地下鉄今福鶴見駅で、朝の宣伝行動をしました。駅のすぐ横、内環状線を東に超えれば鶴見区との区界です。今日は、『生活保護費のプリペイドカード支給』についても訴えました。
大阪市の生活保護受給率は全国平均の3倍以上。全国でもトップクラスで貧困が進行しています。にもかかわらず、橋下市政は国保料の値上げや市民生活への補助金をカット。そして、驚くことに、生活保護費の一部をプリペイドカードで支給するモデル事業を始めるというのです。モデル事業の対象者は、「金銭管理の不得意な人」を中心にケースワーカーを通じて希望者を募るといいます。そして、カードの利用記録は「市がカード会社に照会。本格実施の段階で、特定業種に対する使用制限や1日あたりの利用限度額を設けることも検討」としているのです(朝日新聞)。
橋下徹市長は、「本来、全員カード利用にして記録を出させて指導すればいい」と言い放ちました。「全国初の試み」といえば聞こえはいいけれど、人権侵害であり、カード会社の儲けに手を貸す貧困ビジネスそのものです。
生活保護法には「生活扶助は、金銭給付によって行うものとする(31条1項)」と規定されています。橋下市長は、弁護士資格を持っていて、知っているはずなのにこんなことを率先して導入する。またしても、「命より金!」。彼の自治体の責務は、住民の財産や命を守ることが基準にはなっていません。
 1.27森ノ宮よる1
訴えをしていると、年配の女性が「あんたな、プリペイドカードにしなあかんで。生保もらってパチンコいっとる人がおるねんで。不正にもらっとる人もおるやんか」と声をかけてきました。
確かに、そういう人もいるでしょう。不正受給問題もあります。
でも、人間らしく生きていく最後の頼みである生活保護をプリペイドカードで支給されるとどんなことが起きるのか…。
厚生労働省の調査では、生活保護受給者の約80%を高齢者や障がい者であるという統計があります。おじいちゃん、おばあちゃんは、ご近所の八百屋さんで「大根半分ちょうだい」の世界で生きているのです。なじみのお店でプリペイドカードが使えますか?障がいをもって、カードの使えるお店まで雨の日に出かけなければならない苦労を、橋下市長はわかっているのでしょうか。
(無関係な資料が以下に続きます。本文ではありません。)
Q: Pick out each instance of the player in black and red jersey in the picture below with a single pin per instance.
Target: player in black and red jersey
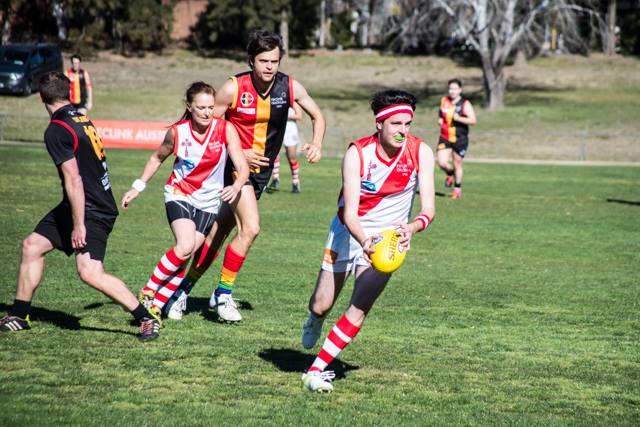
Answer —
(257, 103)
(81, 223)
(455, 115)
また、ほんの少しの現金が手元にない心細さが分かるとは思えません。
更に輪をかけて酷いのは、生活保護費というもっとも貧困の中で生きていかなければならないに人たちに、公的扶助として支給されるお金さえ、大企業の儲けの道具にしてしまうことです。
モデル事業を企画した富士通総研にも、私たち市民の税金からお金が落ちます。カード発行元の三井住友カードは“うはうは”。
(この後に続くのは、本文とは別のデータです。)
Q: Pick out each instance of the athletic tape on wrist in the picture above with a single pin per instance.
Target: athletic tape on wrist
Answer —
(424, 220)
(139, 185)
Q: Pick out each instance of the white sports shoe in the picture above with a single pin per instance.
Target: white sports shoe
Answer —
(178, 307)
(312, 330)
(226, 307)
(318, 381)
モデル事業ではなく、本格実施となれば大阪市の莫大な生活保護費のうち本来現金支給しなければならない生活扶助費が滑り込みます。預託金は1000億ともいわれています。カードを使用するときに発生する手数料も驚く数字になるに違いありません。公費を使い、丸儲けするのはカード会社です。
意見をくださった方は、納得してくださったでしょうか。
僕は、生活保護費のプリペイドカード支給には絶対反対!
現金給付の原則を堅持することを訴えたいと思います。